This document is set up for package TCIU which is developed in the R environment.

In this vignette, we introduce the detailed usage of all the functions with examples in the TCIU R package. Besides, we focus in the use of fmri_stimulus_detect() function on our simulated brain fMRI data (generated by fmri_simulate_func()) to get the p-value to locate the stimulated parts in the brain as well as the post-hoc process and result visualization. User can also refer to the concise steps in our website TCIU Predictive Analytics.

require(TCIU)
require(DT)

2 Function list

2.1 FMRI data simulation

  • fmri_simulate_func: a real-valued fMRI data simulation function, used to simply generate a 3D fMRI data associated with brain area with activated parts inside.

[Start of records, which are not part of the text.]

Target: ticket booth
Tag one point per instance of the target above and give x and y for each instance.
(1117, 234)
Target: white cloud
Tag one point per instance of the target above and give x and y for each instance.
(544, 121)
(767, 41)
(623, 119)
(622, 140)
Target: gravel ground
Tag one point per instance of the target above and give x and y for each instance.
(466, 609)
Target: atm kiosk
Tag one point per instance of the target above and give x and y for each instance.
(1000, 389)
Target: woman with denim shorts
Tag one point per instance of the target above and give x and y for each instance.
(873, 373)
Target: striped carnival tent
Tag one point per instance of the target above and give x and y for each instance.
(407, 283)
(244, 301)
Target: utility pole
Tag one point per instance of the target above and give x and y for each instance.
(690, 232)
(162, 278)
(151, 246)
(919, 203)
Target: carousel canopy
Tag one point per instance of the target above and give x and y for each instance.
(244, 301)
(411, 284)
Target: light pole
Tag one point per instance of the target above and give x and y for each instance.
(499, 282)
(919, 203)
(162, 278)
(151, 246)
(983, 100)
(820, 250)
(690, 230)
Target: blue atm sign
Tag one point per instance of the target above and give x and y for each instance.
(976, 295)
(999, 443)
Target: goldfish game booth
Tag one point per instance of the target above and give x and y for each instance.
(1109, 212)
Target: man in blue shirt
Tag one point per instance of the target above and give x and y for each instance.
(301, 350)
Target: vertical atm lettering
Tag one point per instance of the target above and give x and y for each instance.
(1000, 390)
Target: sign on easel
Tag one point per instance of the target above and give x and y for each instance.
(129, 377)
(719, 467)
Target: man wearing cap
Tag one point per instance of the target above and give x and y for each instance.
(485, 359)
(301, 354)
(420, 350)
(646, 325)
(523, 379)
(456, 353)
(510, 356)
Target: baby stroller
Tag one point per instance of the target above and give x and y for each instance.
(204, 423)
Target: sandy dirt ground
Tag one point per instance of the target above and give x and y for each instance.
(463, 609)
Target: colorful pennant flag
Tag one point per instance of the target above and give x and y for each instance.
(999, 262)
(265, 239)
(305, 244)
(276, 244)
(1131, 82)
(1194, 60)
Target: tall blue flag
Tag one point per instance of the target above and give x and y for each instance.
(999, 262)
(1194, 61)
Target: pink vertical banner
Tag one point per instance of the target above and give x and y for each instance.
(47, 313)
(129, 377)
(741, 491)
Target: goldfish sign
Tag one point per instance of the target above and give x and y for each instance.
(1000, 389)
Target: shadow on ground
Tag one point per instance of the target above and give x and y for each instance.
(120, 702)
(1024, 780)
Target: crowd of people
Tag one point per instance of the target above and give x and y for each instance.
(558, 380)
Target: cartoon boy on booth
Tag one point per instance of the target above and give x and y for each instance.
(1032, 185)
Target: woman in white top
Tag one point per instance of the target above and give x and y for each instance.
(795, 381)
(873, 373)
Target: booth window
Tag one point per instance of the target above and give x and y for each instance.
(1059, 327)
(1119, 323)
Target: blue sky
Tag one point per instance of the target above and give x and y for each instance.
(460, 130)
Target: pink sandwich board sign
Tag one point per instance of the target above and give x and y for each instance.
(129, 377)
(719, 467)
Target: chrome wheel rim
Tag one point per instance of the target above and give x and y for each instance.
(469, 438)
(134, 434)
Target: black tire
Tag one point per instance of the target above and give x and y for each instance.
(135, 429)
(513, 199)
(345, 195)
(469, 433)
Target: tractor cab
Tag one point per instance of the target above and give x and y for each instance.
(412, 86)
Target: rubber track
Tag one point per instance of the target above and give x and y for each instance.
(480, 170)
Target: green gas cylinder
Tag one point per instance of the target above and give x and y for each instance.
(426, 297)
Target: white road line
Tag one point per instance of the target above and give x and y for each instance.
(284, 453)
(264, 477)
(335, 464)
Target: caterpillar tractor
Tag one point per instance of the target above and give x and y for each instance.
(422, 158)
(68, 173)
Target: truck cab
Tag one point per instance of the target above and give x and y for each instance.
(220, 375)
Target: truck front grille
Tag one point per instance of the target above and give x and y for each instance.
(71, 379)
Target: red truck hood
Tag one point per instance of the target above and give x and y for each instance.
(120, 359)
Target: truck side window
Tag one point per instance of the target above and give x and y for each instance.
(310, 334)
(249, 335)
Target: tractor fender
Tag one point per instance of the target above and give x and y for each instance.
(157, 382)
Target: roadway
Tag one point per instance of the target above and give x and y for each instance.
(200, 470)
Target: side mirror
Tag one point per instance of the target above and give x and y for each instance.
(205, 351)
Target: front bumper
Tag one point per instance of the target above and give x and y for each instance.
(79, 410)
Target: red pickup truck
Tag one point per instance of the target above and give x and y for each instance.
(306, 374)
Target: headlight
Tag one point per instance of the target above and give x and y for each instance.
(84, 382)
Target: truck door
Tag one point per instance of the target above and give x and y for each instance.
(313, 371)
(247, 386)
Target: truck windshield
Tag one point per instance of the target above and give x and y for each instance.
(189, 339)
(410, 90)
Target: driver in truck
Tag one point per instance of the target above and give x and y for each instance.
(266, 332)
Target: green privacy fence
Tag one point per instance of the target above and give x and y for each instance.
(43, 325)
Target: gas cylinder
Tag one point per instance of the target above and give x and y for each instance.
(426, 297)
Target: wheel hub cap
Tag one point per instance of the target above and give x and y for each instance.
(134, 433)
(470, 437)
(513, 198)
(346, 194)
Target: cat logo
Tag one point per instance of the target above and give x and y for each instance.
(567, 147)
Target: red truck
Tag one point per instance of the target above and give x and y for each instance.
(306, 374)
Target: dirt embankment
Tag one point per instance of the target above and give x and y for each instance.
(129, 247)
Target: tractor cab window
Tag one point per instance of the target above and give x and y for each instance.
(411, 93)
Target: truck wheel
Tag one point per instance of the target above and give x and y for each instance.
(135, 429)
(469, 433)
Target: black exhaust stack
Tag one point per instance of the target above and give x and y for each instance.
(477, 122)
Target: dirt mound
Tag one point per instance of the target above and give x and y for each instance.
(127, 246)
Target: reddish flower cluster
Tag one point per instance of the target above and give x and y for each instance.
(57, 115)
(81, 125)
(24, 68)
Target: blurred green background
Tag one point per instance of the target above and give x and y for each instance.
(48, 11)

2.2 Visualization of the fMRI data in time-series

  • fmri_time_series: create four interactive time series graphs for the real, imaginary, magnitude, and phase parts for the fMRI spacetime data.

  • fmri_kimesurface: transform the fMRI time-series data at a fixed voxel location into a kimesurface.

  • fmri_image: create images for front view, side view, and top view of the fMRI image.

  • fmri_ts_forecast: forecast the fMRI data based on the time series

2.3 Activated areas detection

  • fmri_stimulus_detect: take a real/complex valued fMRI data and detects locations where stimulus occurs

  • fmri_post_hoc: conduct the post-hoc process (i.e. FDR correction and spatial clustering) for a 3-dimensional p-value array.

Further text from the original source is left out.